Roma – Partita da Matera, capitale europea della cultura 2019, si conclude a Roma, la 6^ edizione di “Una Vita da Social”, la campagna educativa itinerante realizzata dalla Polizia Postale e delle Comunicazioni in collaborazione con il Ministero dell’Istruzione, dell’Università e della Ricerca e del Garante per l’Infanzia e l’Adolescenza, nell’ambito delle iniziative di sensibilizzazione e prevenzione dei rischi e pericoli della Rete per i minori. I social network sono ormai uno strumento di comunicazione del tutto integrato nella quotidianità dei teenager e, in virtù del numero sempre maggiore degli adolescenti presenti sul web, hanno determinato una crescita esponenziale dei minori vittime di reati contro la persona.
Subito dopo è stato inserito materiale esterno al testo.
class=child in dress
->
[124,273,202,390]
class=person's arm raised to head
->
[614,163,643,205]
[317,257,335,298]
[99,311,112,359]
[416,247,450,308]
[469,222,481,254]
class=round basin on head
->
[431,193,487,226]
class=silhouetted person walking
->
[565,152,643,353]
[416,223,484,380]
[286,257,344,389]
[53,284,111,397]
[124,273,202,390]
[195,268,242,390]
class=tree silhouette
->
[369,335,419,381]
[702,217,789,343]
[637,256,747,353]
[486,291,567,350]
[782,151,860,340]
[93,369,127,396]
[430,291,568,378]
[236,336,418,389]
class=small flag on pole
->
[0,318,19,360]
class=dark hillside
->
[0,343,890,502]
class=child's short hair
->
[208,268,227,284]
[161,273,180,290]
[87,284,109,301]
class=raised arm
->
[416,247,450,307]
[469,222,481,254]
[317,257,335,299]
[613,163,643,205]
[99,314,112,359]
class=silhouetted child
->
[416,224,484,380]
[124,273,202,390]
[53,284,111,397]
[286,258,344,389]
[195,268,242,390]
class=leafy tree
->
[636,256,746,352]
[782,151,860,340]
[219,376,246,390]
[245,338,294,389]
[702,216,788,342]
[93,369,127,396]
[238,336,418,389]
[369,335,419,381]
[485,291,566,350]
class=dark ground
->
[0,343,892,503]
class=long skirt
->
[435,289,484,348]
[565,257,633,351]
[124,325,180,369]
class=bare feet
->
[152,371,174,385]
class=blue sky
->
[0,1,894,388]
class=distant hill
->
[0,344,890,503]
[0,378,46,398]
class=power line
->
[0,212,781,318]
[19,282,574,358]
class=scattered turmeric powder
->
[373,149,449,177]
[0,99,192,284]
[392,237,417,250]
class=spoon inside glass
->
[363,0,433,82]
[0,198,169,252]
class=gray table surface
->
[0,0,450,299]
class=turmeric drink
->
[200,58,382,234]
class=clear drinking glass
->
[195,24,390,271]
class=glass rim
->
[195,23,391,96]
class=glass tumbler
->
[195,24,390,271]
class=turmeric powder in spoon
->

Secondo una recente ricerca di Skuola.net per la Polizia di Stato, che ha coinvolto 6500 ragazzi tra i 13 e i 18 anni, il 24% di loro ha scambiato almeno una volta immagini intime con il partner via chat o social (sexting). Tra questi, il 15% ha subìto la condivisione con terzi, senza consenso, di questo materiale. Il motivo più frequente, riportato dalle vittime? Assurdo ma è per un banale “scherzo” (49%), che mostra quanto possano essere sottovalutate le reali conseguenze di tale diffusione. Tra le altre motivazioni, con numeri rilevanti: il ricatto (11%) o la vendetta (7%). Insomma il revenge porn, che pure è presente, viene surclassato dalla leggerezza e dalla goliardia. Ma gli effetti sono comunque gli stessi. La reazione più diffusa? Nella maggior parte dei casi è il silenzio (il 53% ha fatto finta di niente, il 31% non ha detto nulla per non essere giudicato). Sono soprattutto le ragazze ad aver paura del giudizio rispetto ai ragazzi. Non manca chi, pur non subendo la condivisione del proprio materiale intimo, ne è stato minacciato: qui la percentuale è del 12%. In questo caso è determinante la motivazione del ricatto (44%) e della vendetta (18%). In buona sostanza la minaccia è usata soprattutto come strumento di pressione psicologica per ricatto o vendetta, invece la diffusione vera e propria dei contenuti avviene più per scherzo che per effettivo desiderio di colpire la persona. Tuttavia non bisogna solo diffidare dei partner più o meno conosciuti, a volte la minaccia arriva dai social. Secondo un altro campione di 14mila studenti tra gli 11 e i 19 anni, quest’ultimo fenomeno è tutt’altro che raro.